With the check-jsonschema
CLI, we get the following trace (trimmed to relevant parts):
full-cli-traceback
$ check-jsonschema --schemafile badrefschema.json <(echo '{"foo": "bar"}')
Traceback (most recent call last):
<<<<<check-jsonschema invocation path shows here>>>>>
File "/home/sirosen/projects/jsonschema/check-jsonschema/src/check_jsonschema/checker.py", line 73, in _build_result
for err in validator.iter_errors(data):
File "/home/sirosen/projects/jsonschema/check-jsonschema/.venv/lib/python3.11/site-packages/jsonschema/validators.py", line 368, in iter_errors
for error in errors:
File "/home/sirosen/projects/jsonschema/check-jsonschema/.venv/lib/python3.11/site-packages/jsonschema/_keywords.py", line 295, in properties
yield from validator.descend(
File "/home/sirosen/projects/jsonschema/check-jsonschema/.venv/lib/python3.11/site-packages/jsonschema/validators.py", line 416, in descend
for error in errors:
File "/home/sirosen/projects/jsonschema/check-jsonschema/.venv/lib/python3.11/site-packages/jsonschema/_keywords.py", line 274, in ref
yield from validator._validate_reference(ref=ref, instance=instance)
File "/home/sirosen/projects/jsonschema/check-jsonschema/.venv/lib/python3.11/site-packages/jsonschema/validators.py", line 410, in descend
for k, v in applicable_validators(schema):
^^^^^^^^^^^^^^^^^^^^^^^^^^^^^
File "/home/sirosen/projects/jsonschema/check-jsonschema/.venv/lib/python3.11/site-packages/jsonschema/_legacy_keywords.py", line 17, in ignore_ref_siblings
ref = schema.get("$ref")
^^^^^^^^^^
AttributeError: 'str' object has no attribute 'get'
This shows an error in jsonschema
(not quite at referencing
yet!). I had to tinker around with things to find the right trigger conditions, but this seems to do the trick, as a nasty schema:
{
"$schema": "http://json-schema.org/draft-07/schema",
"type": "object",
"definitions": {
"sub": {
"foo": {
"type": "object",
"properties": {
"bar": "invalid"
}
}
}
},
"properties": {
"foo": {
"$ref": "#/definitions/sub/foo"
}
}
}
Now, trying to use it triggers an attempt to call .get()
on a string:
$ check-jsonschema --schemafile badrefschema.json <(echo '{"foo": {"bar": "baz"}}')
(trimmed trace)
File "/home/sirosen/projects/jsonschema/check-jsonschema/.venv/lib/python3.11/site-packages/jsonschema/validators.py", line 408, in descend
resolver = self._resolver.in_subresource(
^^^^^^^^^^^^^^^^^^^^^^^^^^^^^^
File "/home/sirosen/projects/jsonschema/check-jsonschema/.venv/lib/python3.11/site-packages/referencing/_core.py", line 689, in in_subresource
id = subresource.id()
^^^^^^^^^^^^^^^^
File "/home/sirosen/projects/jsonschema/check-jsonschema/.venv/lib/python3.11/site-packages/referencing/_core.py", line 225, in id
id = self._specification.id_of(self.contents)

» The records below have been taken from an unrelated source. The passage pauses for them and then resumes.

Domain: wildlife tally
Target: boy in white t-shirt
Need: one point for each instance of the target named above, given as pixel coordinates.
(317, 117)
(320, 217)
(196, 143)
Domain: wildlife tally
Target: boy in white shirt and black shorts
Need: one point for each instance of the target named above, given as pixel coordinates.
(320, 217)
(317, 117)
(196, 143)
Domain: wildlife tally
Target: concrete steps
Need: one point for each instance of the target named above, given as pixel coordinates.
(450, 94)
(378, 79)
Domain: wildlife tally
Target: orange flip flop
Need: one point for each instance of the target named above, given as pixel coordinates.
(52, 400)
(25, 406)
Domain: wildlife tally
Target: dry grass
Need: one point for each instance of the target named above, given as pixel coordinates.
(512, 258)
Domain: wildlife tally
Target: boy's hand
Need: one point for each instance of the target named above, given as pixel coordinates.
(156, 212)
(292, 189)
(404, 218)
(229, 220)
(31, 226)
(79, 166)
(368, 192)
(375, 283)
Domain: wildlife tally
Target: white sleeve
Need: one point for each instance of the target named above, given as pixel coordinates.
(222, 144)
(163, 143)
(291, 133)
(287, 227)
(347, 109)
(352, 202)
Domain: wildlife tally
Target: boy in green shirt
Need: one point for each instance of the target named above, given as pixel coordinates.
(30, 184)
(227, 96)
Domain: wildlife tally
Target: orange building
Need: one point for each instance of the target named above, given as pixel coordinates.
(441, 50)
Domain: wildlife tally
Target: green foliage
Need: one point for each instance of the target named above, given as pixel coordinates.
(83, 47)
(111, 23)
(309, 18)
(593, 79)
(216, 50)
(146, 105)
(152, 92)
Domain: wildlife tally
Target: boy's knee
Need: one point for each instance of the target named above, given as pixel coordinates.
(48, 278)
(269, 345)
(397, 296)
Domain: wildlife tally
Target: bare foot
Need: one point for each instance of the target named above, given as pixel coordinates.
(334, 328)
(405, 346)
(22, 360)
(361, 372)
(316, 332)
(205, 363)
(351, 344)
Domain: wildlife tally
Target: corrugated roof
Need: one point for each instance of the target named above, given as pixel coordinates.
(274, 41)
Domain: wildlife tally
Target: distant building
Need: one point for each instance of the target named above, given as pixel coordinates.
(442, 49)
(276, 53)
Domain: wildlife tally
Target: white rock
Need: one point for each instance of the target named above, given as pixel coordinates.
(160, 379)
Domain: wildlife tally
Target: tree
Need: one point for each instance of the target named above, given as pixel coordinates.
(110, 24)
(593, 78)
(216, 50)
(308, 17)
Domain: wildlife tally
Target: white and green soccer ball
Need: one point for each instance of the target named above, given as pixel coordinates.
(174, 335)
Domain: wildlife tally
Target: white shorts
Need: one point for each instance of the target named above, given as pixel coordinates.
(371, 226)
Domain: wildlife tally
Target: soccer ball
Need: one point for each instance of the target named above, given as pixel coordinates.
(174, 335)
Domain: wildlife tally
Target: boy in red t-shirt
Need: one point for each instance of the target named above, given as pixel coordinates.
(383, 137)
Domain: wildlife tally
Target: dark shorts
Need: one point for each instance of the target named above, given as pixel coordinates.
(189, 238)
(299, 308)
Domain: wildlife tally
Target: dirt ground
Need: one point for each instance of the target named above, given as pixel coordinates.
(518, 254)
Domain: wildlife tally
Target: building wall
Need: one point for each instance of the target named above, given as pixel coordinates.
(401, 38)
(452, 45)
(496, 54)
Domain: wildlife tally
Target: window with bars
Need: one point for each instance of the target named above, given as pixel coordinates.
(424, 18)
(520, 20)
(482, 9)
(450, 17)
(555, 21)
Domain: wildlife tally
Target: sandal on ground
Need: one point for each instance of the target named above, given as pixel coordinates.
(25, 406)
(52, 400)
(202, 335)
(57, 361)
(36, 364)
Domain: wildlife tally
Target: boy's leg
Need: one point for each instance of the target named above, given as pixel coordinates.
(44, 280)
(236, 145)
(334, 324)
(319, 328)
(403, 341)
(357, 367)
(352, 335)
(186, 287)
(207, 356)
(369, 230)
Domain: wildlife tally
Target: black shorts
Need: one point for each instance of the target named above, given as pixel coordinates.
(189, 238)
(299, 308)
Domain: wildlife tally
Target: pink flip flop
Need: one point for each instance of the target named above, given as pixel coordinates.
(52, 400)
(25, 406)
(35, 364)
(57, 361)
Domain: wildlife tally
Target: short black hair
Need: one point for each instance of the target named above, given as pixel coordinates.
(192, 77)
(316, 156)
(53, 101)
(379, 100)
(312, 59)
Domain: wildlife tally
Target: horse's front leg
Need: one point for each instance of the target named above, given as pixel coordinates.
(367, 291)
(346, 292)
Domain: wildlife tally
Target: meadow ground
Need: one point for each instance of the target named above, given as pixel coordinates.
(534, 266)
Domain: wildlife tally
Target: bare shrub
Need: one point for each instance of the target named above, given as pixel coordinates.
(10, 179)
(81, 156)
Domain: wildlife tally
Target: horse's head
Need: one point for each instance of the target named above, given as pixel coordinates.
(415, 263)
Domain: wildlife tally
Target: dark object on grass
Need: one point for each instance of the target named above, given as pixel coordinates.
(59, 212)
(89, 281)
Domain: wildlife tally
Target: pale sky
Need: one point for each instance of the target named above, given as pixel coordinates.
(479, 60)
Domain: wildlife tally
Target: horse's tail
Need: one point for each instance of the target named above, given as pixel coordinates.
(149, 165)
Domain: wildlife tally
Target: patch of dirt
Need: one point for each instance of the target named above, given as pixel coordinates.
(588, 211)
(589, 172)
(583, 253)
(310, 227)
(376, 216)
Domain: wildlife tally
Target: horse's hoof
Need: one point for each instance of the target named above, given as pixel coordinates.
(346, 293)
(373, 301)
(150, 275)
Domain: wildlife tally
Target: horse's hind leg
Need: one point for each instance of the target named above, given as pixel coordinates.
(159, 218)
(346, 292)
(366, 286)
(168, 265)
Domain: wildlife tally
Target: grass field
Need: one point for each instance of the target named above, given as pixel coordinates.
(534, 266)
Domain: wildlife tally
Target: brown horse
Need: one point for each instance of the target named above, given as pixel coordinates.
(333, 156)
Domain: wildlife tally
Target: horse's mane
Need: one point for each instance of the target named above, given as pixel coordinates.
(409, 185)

^^^^^^^^^^^^^^^^^^^^^^^^^^^^^^^^^^^^^^^^
File "/home/sirosen/projects/jsonschema/check-jsonschema/.venv/lib/python3.11/site-packages/referencing/jsonschema.py", line 50, in _legacy_dollar_id
id = contents.get("$id")
^^^^^^^^^^^^
AttributeError: 'str' object has no attribute 'get'
Proposed Resolution
Obviously, the best resolution is for such a schema to never get written, since it's invalid. 😁
And I'll be trying to advise the upstream provider of the schema against nesting things under definitions
, since it weakens the kind of checking which is possible.
But should various referencing
internals be more wary that an input may be a dict, a bool, or something unwanted/unexpected? Or should referencing
check for bad inputs more aggressively when loading data?
The goal here is to have a better and clearer error in this case, not to ignore the malformed schema.
I think the best thing here is that one of the levels of document loading in Referencing
checks if the value is dict | boolean
. If we only consider JSON Schema, it could be a validator on Resource.contents
. That makes the most sense to me, conceptually, for JSON Schema, but it ties in non-generic details of that spec (vs more general $ref
resolution). Perhaps JSONSchemaResource(Resource)
is the right thing, which adds said validation?
(NB: I'm reading a lot of the internals pretty quickly and for the first time, so my ideas here may not hold up.)